Over the past few months, we have seen many large and multinational companies making commitments to certain elements of sustainability. Some are to decrease their carbon footprint, others will encourage biodiversity, some are pushing towards renewable energy and many are pushing towards all these goals.

Are these stated intentions yet another exercise in marketing in response to the proclaimed pressures on modern food production? Are we looking at real company commitment or an exercise in public relations to show a limited element of environmental responsibility?

Will companies realise that incentivising farmers via real price premia is by far the best way to drive sustainable practices along the food chain?

The concept of sustainability does not work unless it is fully embraced along the food chain, from farm to fork. Last week, Lorcan Allen reported on the move by Nestlé to pay a price premium for food produced by regenerative agriculture, a term that is perhaps unfortunate because agriculture should never have let itself get to the stage where it needs regeneration.

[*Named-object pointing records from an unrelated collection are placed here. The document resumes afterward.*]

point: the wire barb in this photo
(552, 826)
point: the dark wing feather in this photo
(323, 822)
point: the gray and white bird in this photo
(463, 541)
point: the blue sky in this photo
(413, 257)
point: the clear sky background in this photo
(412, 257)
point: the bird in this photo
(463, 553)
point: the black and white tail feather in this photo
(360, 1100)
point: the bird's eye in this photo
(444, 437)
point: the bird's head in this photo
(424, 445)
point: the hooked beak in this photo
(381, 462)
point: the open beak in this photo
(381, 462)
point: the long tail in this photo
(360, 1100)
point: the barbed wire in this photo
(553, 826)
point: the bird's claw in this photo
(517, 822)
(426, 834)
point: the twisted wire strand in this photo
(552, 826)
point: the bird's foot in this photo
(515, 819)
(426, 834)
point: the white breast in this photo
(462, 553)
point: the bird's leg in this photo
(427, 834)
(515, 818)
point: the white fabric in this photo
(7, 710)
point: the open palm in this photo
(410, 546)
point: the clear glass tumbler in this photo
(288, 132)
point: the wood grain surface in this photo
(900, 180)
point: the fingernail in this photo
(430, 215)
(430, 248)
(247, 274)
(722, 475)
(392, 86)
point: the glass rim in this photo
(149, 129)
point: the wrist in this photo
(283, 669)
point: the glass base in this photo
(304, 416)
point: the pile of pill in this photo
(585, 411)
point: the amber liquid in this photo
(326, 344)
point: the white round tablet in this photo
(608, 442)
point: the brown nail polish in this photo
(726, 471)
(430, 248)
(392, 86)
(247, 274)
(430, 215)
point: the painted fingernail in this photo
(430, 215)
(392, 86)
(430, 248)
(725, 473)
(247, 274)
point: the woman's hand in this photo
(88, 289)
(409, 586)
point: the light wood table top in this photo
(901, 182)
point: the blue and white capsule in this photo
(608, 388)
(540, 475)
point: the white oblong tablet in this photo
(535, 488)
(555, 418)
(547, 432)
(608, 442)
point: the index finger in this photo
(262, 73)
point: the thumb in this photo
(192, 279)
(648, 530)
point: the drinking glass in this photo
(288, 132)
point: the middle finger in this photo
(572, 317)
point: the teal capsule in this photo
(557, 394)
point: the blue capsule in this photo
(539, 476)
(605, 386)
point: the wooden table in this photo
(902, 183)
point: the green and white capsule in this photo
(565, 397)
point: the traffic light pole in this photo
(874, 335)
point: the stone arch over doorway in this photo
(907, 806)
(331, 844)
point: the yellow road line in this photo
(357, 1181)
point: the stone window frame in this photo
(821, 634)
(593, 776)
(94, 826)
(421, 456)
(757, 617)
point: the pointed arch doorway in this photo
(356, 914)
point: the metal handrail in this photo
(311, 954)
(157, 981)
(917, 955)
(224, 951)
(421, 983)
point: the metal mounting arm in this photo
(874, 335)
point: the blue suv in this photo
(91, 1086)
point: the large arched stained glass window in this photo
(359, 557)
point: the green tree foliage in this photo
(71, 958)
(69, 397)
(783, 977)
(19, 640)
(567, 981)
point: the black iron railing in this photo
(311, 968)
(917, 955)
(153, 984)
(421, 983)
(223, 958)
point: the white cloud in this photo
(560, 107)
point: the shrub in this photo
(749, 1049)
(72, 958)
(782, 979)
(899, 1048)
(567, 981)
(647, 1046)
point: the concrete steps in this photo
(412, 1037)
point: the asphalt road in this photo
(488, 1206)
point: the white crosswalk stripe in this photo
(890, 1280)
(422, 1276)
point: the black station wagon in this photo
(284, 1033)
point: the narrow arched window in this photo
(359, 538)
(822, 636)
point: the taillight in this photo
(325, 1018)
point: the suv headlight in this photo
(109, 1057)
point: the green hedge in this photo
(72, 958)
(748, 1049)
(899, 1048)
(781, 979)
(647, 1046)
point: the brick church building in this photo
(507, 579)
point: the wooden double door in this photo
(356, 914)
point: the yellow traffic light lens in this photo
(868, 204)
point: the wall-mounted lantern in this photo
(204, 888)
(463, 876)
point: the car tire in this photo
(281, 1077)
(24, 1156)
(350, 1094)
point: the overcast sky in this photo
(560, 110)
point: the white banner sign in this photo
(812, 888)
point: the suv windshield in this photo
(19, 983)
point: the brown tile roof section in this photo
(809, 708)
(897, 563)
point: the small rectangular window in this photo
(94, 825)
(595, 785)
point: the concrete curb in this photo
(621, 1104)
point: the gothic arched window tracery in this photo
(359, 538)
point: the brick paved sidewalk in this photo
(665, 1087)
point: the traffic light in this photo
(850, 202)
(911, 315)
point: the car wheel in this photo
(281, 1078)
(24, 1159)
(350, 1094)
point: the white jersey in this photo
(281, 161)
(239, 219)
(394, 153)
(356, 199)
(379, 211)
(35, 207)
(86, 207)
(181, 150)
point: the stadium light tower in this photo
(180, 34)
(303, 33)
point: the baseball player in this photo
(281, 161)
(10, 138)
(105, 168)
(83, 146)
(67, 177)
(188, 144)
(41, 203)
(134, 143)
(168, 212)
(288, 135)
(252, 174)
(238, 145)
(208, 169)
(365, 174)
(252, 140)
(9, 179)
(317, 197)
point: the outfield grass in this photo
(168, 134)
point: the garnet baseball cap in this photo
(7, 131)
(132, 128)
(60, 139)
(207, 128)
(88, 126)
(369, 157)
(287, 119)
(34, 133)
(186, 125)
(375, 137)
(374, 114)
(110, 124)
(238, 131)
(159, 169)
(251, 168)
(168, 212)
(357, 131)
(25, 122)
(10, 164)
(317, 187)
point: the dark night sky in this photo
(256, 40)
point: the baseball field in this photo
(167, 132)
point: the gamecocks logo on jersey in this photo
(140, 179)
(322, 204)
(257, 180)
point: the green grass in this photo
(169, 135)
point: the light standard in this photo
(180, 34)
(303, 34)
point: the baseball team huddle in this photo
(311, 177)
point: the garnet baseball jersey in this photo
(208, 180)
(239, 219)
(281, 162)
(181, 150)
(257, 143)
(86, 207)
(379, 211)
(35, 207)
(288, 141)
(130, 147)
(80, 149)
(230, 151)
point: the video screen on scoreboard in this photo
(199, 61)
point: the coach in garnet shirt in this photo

Will companies realise that incentivising farmers via real price premia is by far the best way to drive sustainable practices along the food chain?

The need for good farming

There are many descriptive terms now used in food production systems, sometimes from within agriculture, sometimes outside. In my opinion, these can all be distilled back to a single description – ‘good farming’. This comment is not meant to be disrespectful to good farmers, but there is a difference between a good farmer and good farming.

Most of the practices in modern farming were driven by research and advice, but the direction of travel was set by bigger companies, who drove the race to the bottom on prices, and ultimately by consumer choices and export requirements.

A cheap food policy does nothing for sustainability

With cheap food being the major pressure, primary producers were forced to find production efficiencies to survive.

These became the drivers and traditional practices driven by true sustainability were discarded. Back then, farmers produced much more of the food for their families. Now, food is so cheap that it would not pay a farmer for his/her time and cost to produce those few drills of vegetables.

A cheap food policy does nothing for sustainability and while the language of Farm to Fork is pushing sustainable practices back on to farmers, there is little in it to suggest a significant deviation from a cheap food policy.

Pay the piper

Some companies appear to be recognising the fundamental issues in the need for changes at farm level. Farmers have great difficulty thinking green when they are farming in the red, or very close to it.

Profitability is essential to drive change and, therefore, the driver of real sustainability is economics and product price differentiation.

A few large players have already taken this approach and are offering price premia to suppliers who meet agreed sustainability protocols.

There are a number of such payments in the dairy sector and Irish Distillers is now paying a price premium to growers who meet a range of sustainability criteria.

The more farmgate prices revert to those of commodities, the greater is the pressure on farm margins and incomes

Where a price premium exists, farmers can quickly access the cost-benefit of going down that road. Those in the food chain who want it know they have to pay for it. It is easy to judge the worth of these premia when a market remains for conventional product. Many farmgate produce buyers are being, or will be, forced to take broadly similar measures over time.

The fear is that all producers will be pushed towards specific standards and practices that add cost. But when sustainable practices become the ‘norm’, will these essential payments continue? The more farmgate prices revert to those of commodities, the greater is the pressure on farm margins and incomes.

The EU seems to want sustainability at no extra cost, but this seems impossible

Ultimately, this is largely what brought about the loss of sustainable practices in the first place. Farmers have good reason to believe that double standards exist in the food chain, with native suppliers being forced to jump through hoops to have the right to supply, while cheap imported product is used in the same process.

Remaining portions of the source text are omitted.